Within Basic Materials all our holdings performed for the month. The rebound in copper, as well as the continued corporate activity, has been a large driver of returns. Kumba returned 17% with Amplats returning 15%.

Positive macro data as well as the growing involvement of private equity deals have been a boost for the domestic industrial shares. The Fund has exposure to two private equity deals, namely Edgars and Primedia. In general, we are opposed to these private equity takeouts. Investors receive a short term gain, but give up long term rewards.

It should also be noted that private equity firms buying these companies such as Edgars are doing so because of the large amount of value that they see, i.e. they are in agreement with our view. However, just because we are in agreement it makes no sense to hand over the shares so that they can reap the rewards on their own. We fear that most fund managers voting in favour of these deals are doing so more for the emotional satisfaction than for valuation reasons.

As from next month the Total Expense Ratio (TER) will be published.
Prudential Equity comment - Dec 06 - Fund Manager Comment27 Feb 2007
The Fund name was changed from Prudential Optimiser Fund to Prudential Equity Fund in mid December.

The Fund returned 6.2% for the month outperforming the JSE/FTSE All share index return of 4.2% with the main source of return coming from Platinum, Small caps and food producers.

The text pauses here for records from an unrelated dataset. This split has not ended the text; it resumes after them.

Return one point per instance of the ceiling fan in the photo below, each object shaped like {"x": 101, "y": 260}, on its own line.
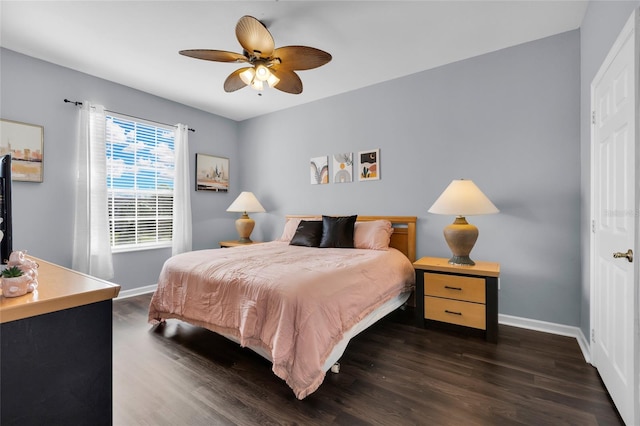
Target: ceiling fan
{"x": 268, "y": 65}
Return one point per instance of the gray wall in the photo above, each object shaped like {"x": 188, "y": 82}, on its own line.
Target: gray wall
{"x": 600, "y": 28}
{"x": 508, "y": 120}
{"x": 514, "y": 121}
{"x": 33, "y": 92}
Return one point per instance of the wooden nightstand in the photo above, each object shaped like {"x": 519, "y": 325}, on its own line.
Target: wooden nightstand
{"x": 235, "y": 243}
{"x": 466, "y": 296}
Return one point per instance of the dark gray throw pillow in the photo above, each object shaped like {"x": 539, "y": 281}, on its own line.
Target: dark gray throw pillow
{"x": 338, "y": 231}
{"x": 308, "y": 234}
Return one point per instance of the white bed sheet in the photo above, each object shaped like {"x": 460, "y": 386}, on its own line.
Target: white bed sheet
{"x": 338, "y": 350}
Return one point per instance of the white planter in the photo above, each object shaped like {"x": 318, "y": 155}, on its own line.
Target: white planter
{"x": 16, "y": 286}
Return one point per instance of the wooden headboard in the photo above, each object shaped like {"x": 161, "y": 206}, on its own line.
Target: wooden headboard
{"x": 404, "y": 231}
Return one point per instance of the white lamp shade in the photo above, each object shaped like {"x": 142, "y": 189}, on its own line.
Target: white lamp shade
{"x": 463, "y": 198}
{"x": 246, "y": 203}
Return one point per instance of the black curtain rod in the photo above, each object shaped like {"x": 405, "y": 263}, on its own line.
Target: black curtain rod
{"x": 76, "y": 103}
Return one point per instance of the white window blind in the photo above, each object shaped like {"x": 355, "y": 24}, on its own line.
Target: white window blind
{"x": 140, "y": 176}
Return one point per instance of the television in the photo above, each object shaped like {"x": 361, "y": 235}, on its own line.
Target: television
{"x": 6, "y": 244}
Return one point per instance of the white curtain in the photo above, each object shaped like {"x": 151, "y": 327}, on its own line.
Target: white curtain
{"x": 182, "y": 234}
{"x": 91, "y": 247}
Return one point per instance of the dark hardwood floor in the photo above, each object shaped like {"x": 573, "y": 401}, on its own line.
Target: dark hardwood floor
{"x": 391, "y": 374}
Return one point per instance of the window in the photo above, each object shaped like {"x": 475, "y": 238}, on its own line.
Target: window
{"x": 140, "y": 174}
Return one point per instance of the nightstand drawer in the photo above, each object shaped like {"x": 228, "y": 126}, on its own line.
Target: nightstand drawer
{"x": 455, "y": 287}
{"x": 455, "y": 312}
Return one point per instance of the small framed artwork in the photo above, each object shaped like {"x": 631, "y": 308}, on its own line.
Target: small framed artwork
{"x": 212, "y": 173}
{"x": 369, "y": 165}
{"x": 319, "y": 168}
{"x": 343, "y": 167}
{"x": 25, "y": 143}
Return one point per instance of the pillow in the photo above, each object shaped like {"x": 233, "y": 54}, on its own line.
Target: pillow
{"x": 290, "y": 228}
{"x": 372, "y": 235}
{"x": 337, "y": 231}
{"x": 307, "y": 234}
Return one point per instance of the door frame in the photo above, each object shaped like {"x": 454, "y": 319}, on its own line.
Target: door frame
{"x": 632, "y": 25}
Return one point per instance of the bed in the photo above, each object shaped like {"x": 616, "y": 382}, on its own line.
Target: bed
{"x": 297, "y": 305}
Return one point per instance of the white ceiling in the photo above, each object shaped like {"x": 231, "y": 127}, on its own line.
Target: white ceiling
{"x": 136, "y": 43}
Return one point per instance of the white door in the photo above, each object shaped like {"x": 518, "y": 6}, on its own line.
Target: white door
{"x": 614, "y": 289}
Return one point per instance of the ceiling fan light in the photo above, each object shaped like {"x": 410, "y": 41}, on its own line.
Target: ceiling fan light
{"x": 262, "y": 73}
{"x": 272, "y": 80}
{"x": 247, "y": 76}
{"x": 257, "y": 84}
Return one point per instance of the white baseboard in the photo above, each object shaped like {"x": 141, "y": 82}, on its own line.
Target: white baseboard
{"x": 136, "y": 291}
{"x": 549, "y": 327}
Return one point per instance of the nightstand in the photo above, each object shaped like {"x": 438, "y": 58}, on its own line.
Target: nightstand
{"x": 466, "y": 296}
{"x": 235, "y": 243}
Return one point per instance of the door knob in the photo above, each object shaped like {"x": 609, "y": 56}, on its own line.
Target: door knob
{"x": 628, "y": 255}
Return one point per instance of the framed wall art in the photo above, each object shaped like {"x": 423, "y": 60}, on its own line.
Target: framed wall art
{"x": 343, "y": 167}
{"x": 369, "y": 165}
{"x": 25, "y": 143}
{"x": 212, "y": 173}
{"x": 319, "y": 168}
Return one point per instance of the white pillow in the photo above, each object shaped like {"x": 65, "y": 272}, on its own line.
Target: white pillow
{"x": 372, "y": 235}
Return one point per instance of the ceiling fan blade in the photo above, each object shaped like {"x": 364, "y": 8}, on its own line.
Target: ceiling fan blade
{"x": 301, "y": 57}
{"x": 234, "y": 82}
{"x": 214, "y": 55}
{"x": 254, "y": 37}
{"x": 289, "y": 81}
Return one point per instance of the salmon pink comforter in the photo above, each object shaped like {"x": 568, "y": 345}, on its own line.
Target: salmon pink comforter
{"x": 294, "y": 302}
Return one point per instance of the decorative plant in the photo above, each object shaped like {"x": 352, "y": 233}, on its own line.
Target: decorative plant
{"x": 12, "y": 272}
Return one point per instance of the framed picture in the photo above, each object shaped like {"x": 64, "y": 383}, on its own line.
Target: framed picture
{"x": 212, "y": 173}
{"x": 369, "y": 165}
{"x": 343, "y": 167}
{"x": 25, "y": 143}
{"x": 319, "y": 168}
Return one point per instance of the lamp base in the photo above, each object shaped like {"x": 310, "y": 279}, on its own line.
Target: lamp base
{"x": 244, "y": 226}
{"x": 461, "y": 236}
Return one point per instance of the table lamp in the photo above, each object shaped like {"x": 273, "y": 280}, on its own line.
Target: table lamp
{"x": 462, "y": 198}
{"x": 245, "y": 203}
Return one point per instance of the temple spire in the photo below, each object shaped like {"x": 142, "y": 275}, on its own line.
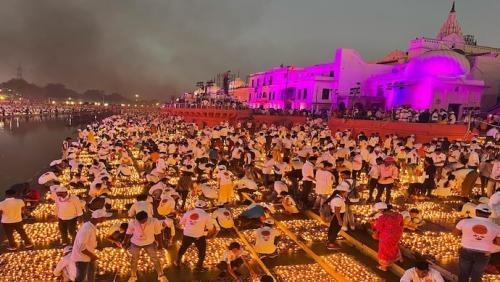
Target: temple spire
{"x": 450, "y": 26}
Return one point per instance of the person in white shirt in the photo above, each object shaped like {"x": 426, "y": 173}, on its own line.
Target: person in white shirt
{"x": 421, "y": 273}
{"x": 69, "y": 209}
{"x": 232, "y": 259}
{"x": 66, "y": 268}
{"x": 324, "y": 183}
{"x": 307, "y": 179}
{"x": 223, "y": 217}
{"x": 480, "y": 238}
{"x": 388, "y": 175}
{"x": 144, "y": 232}
{"x": 245, "y": 185}
{"x": 473, "y": 161}
{"x": 225, "y": 184}
{"x": 83, "y": 253}
{"x": 12, "y": 220}
{"x": 494, "y": 204}
{"x": 267, "y": 170}
{"x": 266, "y": 239}
{"x": 439, "y": 159}
{"x": 195, "y": 223}
{"x": 373, "y": 175}
{"x": 116, "y": 234}
{"x": 337, "y": 207}
{"x": 142, "y": 204}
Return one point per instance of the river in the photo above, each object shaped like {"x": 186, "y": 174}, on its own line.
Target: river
{"x": 29, "y": 144}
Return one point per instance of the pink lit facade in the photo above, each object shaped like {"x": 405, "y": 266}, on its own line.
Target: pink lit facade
{"x": 439, "y": 73}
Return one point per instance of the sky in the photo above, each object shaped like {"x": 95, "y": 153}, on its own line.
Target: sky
{"x": 160, "y": 48}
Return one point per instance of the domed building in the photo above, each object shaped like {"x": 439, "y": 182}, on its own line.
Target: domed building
{"x": 449, "y": 71}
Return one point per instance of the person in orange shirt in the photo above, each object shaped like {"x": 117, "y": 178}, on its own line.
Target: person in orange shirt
{"x": 154, "y": 156}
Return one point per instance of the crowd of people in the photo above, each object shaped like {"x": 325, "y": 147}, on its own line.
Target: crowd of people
{"x": 260, "y": 168}
{"x": 33, "y": 109}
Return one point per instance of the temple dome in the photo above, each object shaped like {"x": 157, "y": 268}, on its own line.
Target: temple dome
{"x": 444, "y": 63}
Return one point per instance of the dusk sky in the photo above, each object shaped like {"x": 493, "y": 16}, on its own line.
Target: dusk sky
{"x": 162, "y": 47}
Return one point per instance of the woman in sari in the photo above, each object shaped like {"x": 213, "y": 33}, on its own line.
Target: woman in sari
{"x": 389, "y": 229}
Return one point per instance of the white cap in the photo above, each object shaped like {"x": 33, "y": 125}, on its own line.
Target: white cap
{"x": 484, "y": 200}
{"x": 185, "y": 168}
{"x": 55, "y": 162}
{"x": 483, "y": 208}
{"x": 269, "y": 221}
{"x": 68, "y": 249}
{"x": 200, "y": 204}
{"x": 379, "y": 206}
{"x": 100, "y": 213}
{"x": 165, "y": 196}
{"x": 343, "y": 187}
{"x": 60, "y": 189}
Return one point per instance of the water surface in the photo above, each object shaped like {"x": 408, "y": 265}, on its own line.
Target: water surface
{"x": 29, "y": 144}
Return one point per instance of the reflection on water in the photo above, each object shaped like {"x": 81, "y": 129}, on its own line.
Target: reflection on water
{"x": 28, "y": 144}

For the 2006 calendar year, the Fund returned 44.19%, taking it to the top of the General Equity category for the three-year period.

Although Anglo and Billiton performed poorly in the Resource sector this was made up for by our holdings in Northam, (22%), Omnia (9.4%) and African Rainbow (32.8%), which enabled the sector to deliver an overall return of 5.1 %. This is the second time in the last quarter that copper weakness has had a dampening effect on the mining houses versus other resource stocks. This weakness in the mining houses will probably persist until investors are satisfied that some bottom has been reached in base metals.

Within Industrials, good returns were achieved in some of our small cap holdings with Busby returning 11 %, Metrofile 21 % and Spur 8%. Other holdings that preformed well have been Naspers 13% and Richemont, which is one of our larger holdings, returning 5.7%. In general industrial stocks that have little influence from the direction of interest rates fared best.

The Bank sector had a very good month returning 8.6%. This however should be seen in the context of the overall year where banks returned a disappointing return of 28% versus 41 %, from the ALSI. Banks have struggled this last year against the backdrop of rising interest rates as well as signs that bad debts are increasing. This framework will probably persist until the top of the interest rate cycle is reached.